As you might guess, she was a rather resourceful and strong-willed person. She wouldn't be pushed around by anyone. This was both a good thing and at times a bad thing.

It was a very good thing as it relates to her son. He grew into a man any mother would be proud of: a good student, a pilot and war hero in the Air Force, a state legislator, etc. But then there was the backlash when he co-sponsored a gay rights bill and the local very-conservative voters turned on him. Especially when he refused to deny that he was gay. She didn't flinch in her love or support of him. Meanwhile, her grandson came out as gay - less high profile, but more on-the-record than her son's unspoken homosexuality - and she never wavered for a second in her love for him... that is, for me. And when, years later, her son died of AIDS complications (about the same age as her husband), she withstood all the "shame" from the community, not moving a single inch.

That not-moving was also a bad aspect of her stubbornness. As she became more frail, she refused to move out of her house. She struggled to keep it up as well as she once had. It took a broken hip - which meant that she could barely get around the ground floor, with the upstairs completely inaccessible - and then a stroke, to get her to give in and move into an "assisted living" facility. But since she'd refused to even consider it before, she wasn't on any waiting lists, and had to settle for what limited options were available. And her stubborn refusal to let physical therapists push her around meant that she didn't get any stronger.

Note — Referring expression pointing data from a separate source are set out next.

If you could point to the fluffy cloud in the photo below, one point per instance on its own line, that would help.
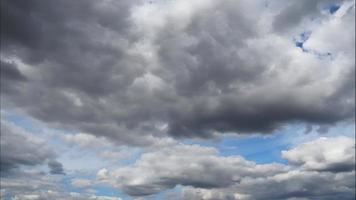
(20, 148)
(324, 154)
(177, 68)
(61, 196)
(206, 175)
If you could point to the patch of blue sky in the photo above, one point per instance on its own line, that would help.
(301, 39)
(332, 8)
(264, 149)
(261, 149)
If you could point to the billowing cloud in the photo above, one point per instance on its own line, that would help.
(206, 175)
(55, 167)
(324, 154)
(20, 148)
(131, 71)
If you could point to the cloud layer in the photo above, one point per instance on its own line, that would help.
(177, 68)
(320, 170)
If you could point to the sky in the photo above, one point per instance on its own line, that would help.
(177, 100)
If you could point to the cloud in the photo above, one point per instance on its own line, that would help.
(178, 69)
(55, 195)
(324, 154)
(80, 183)
(20, 148)
(55, 167)
(206, 175)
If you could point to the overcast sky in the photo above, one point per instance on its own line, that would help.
(177, 100)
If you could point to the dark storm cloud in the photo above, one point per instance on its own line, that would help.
(55, 167)
(19, 148)
(124, 70)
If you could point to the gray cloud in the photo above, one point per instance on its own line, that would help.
(22, 149)
(19, 148)
(55, 167)
(324, 154)
(206, 175)
(213, 68)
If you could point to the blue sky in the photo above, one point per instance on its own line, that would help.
(177, 100)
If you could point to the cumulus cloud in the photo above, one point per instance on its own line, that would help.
(324, 154)
(20, 148)
(177, 68)
(55, 195)
(206, 175)
(55, 167)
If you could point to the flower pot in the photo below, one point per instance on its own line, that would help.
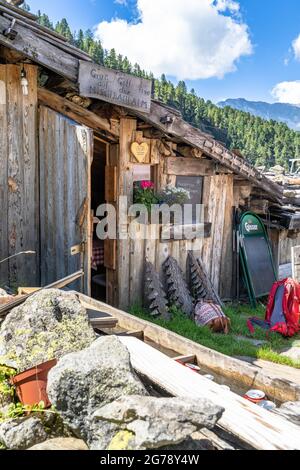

She was even a bit stubborn about dying. Not that she wasn't ready; she'd talked from time to time for months about being ready to die. But for whatever reason, she hung on and on and on. She slipped below consciousness yesterday, and the hospice staff called us mid-afternoon saying she probably only had a matter of hours... maybe less... left. We came running, but she continued breathing regularly late into the evening, and we went home. Then around midnight the staff renewed their warning, and we all dragged ourselves (minus her great-grandchildren) out of bed to be with her. But although her breathing became shallower and raspier, she made it through the night, and the mothers ended up leaving to get their sleeping children out of bed and to school, a son-in-law and I both left for work. At about 9:30, she breathed her last.

Although our vigils proved "unnecessary", they were still worth the effort. It was good that the kids (ages 6-15) got to see her in her waning hours. That will help the youngest to connect the dots between her illness and her disappearance from family gatherings, and help them all to see death as a natural part of life, not to be feared per se, but accepted when it comes. And it was good for my sisters, my aunt and uncle, and me to be together like that.

The one "tragedy" of how this happened was the fact that my mother and father weren't there. My father's parents died over 20 years ago, so he's grown closer to his mother-in-law than you might think. My mother has been her primary caregiver in the family, and is also now the matriarch of it. But they're on a well-deserved vacation and won't be back until tomorrow. She stressed out over whether to go, knowing that her mother was in such bad shape, but (sensibly, I think) went. And now her fear has been realised. I hope she can let that go, though. But knowing how much she takes after her mother... I wouldn't count on it.